Sex-based differences in human disease are caused in part by the levels of endogenous sex steroid hormones which regulate mitochondrial metabolism. This review updates a previous review on how estrogens regulate metabolism and mitochondrial function that was published in 2017. Estrogens are produced by ovaries and adrenals, and in lesser amounts by adipose, breast stromal, and brain tissues. At the cellular level, the mechanisms by which estrogens regulate diverse cellular functions including reproduction and behavior is by binding to estrogen receptors α, β (ERα and ERβ) and G-protein coupled ER (GPER1). ERα and ERβ are transcription factors that bind genomic and mitochondrial DNA to regulate gene transcription. A small proportion of ERα and ERβ interact with plasma membrane-associated signaling proteins to activate intracellular signaling cascades that ultimately alter transcriptional responses, including mitochondrial morphology and function. Although the mechanisms and targets by which estrogens act directly and indirectly to regulate mitochondrial function are not fully elucidated, it is clear that estradiol regulates mitochondrial metabolism and morphology via nuclear and mitochondrial-mediated events, including stimulation of nuclear respiratory factor-1 (NRF-1) transcription that will be reviewed here. NRF-1 is a transcription factor that interacts with coactivators including peroxisome proliferator-activated receptor gamma, coactivator 1 alpha (PGC-1α) to regulate nuclear-encoded mitochondrial genes. One NRF-1 target is TFAM that binds mtDNA to regulate its transcription. Nuclear-encoded miRNA and lncRNA regulate mtDNA-encoded and nuclear-encoded transcripts that regulate mitochondrial function, thus acting as anterograde signals. Other estrogen-regulated mitochondrial activities including bioenergetics, oxygen consumption rate (OCR), and extracellular acidification (ECAR), are reviewed.

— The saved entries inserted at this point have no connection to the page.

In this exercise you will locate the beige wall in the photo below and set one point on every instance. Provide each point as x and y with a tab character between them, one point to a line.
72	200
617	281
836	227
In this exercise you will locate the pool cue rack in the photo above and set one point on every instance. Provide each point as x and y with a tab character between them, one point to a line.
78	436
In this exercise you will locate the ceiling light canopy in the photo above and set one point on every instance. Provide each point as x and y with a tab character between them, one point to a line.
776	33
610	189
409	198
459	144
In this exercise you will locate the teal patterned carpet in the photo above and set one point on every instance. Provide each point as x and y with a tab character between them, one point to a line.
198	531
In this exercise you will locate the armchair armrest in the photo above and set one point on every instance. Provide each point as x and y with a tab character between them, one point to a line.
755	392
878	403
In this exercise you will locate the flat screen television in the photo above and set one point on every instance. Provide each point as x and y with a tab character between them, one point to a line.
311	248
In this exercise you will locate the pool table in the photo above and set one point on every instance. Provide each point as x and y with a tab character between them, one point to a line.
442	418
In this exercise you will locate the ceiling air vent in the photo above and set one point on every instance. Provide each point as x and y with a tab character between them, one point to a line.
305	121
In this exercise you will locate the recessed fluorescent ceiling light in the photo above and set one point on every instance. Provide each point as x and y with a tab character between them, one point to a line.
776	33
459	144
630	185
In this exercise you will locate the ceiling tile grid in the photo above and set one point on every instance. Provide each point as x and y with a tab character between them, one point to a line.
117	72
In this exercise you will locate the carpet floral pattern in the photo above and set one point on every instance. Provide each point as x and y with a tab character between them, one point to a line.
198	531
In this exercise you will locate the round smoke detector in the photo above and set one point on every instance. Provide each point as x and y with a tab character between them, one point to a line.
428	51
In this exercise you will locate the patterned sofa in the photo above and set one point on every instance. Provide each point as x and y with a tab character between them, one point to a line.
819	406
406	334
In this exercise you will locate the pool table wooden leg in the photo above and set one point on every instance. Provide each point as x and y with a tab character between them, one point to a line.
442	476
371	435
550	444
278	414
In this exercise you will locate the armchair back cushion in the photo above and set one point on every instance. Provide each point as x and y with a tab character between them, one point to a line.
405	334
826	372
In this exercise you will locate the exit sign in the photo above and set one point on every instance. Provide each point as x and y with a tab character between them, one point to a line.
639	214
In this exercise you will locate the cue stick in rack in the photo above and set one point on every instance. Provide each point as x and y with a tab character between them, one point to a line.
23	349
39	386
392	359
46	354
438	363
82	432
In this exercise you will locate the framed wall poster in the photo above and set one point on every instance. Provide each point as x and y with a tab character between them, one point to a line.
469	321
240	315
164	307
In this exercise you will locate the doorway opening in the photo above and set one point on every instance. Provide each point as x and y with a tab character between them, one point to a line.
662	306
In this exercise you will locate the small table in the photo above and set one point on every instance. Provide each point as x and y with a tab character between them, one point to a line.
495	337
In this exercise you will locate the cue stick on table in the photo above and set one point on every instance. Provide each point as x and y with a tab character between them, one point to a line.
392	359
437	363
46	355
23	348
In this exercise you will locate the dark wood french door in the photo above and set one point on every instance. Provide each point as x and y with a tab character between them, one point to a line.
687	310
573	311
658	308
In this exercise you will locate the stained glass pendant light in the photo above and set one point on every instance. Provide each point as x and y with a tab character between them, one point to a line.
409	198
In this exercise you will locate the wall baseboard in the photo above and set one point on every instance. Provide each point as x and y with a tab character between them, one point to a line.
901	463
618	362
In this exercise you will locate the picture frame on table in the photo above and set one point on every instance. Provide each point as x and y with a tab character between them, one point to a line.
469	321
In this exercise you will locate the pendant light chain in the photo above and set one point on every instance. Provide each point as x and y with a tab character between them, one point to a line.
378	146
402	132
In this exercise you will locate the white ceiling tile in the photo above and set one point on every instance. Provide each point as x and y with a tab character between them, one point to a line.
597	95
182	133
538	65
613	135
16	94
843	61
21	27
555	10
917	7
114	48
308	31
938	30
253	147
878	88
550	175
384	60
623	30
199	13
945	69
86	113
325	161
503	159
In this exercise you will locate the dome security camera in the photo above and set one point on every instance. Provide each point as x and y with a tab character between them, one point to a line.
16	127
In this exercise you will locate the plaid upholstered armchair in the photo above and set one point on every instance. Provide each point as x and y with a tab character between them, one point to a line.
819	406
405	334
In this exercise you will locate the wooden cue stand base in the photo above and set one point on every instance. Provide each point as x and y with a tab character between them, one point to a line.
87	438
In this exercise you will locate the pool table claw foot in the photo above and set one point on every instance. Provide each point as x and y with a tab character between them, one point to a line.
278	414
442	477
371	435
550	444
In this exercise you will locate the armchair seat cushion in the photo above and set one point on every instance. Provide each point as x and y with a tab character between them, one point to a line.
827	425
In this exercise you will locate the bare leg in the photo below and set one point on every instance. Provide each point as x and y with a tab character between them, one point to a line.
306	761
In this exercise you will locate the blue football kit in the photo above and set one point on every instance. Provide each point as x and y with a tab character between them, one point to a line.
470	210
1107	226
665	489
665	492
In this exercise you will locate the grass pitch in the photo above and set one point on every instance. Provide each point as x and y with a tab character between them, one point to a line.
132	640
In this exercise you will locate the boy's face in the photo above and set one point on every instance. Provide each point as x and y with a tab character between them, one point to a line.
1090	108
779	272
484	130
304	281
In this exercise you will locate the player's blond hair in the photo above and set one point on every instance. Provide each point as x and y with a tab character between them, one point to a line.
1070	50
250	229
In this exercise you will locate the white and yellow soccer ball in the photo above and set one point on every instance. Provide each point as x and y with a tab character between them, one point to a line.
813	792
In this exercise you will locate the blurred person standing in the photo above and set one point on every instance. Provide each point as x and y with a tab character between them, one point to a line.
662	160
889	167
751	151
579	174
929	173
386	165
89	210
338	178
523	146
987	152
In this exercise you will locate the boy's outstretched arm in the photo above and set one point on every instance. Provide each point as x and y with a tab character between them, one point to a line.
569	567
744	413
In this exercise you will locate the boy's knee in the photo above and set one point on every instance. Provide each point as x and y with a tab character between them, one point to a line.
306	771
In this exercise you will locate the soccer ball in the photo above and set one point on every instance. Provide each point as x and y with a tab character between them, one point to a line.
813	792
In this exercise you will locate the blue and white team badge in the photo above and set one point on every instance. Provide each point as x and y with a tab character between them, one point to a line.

人类疾病中基于性别的差异部分是由调节线粒体代谢的内源性类固醇激素水平引起的。这篇综述更新了 2017 年发表的关于雌激素如何调节新陈代谢和线粒体功能的综述。雌激素由卵巢和肾上腺产生，脂肪、乳腺基质和脑组织产生少量雌激素。在细胞水平上，雌激素调节多种细胞功能（包括生殖和行为）的机制是通过与雌激素受体 α、β（ERα 和 ERβ）和 G 蛋白偶联 ER (GPER1) 结合。ERα 和 ERβ 是结合基因组和线粒体 DNA 来调节基因转录的转录因子。一小部分 ERα 和 ERβ 与质膜相关信号蛋白相互作用，激活细胞内信号级联，最终改变转录反应，包括线粒体形态和功能。尽管雌激素直接和间接调节线粒体功能的机制和靶标尚未完全阐明，但很明显雌二醇通过核和线粒体介导的事件调节线粒体代谢和形态，包括刺激核呼吸因子-1（NRF- 1) 将在此处审查的转录。NRF-1 是一种转录因子，可与共激活因子（包括过氧化物酶体增殖物激活受体 γ、共激活因子 1 α (PGC-1α)）相互作用，调节核编码的线粒体基因。NRF-1 的靶点之一是 TFAM，它结合 mtDNA 来调节其转录。核编码的 miRNA 和 lncRNA 调节 mtDNA 编码和核编码的转录本，从而调节线粒体功能，从而充当顺行信号。其他雌激素调节的线粒体活动包括生物能学、耗氧率 (OCR) 和细胞外酸化 (ECAR)。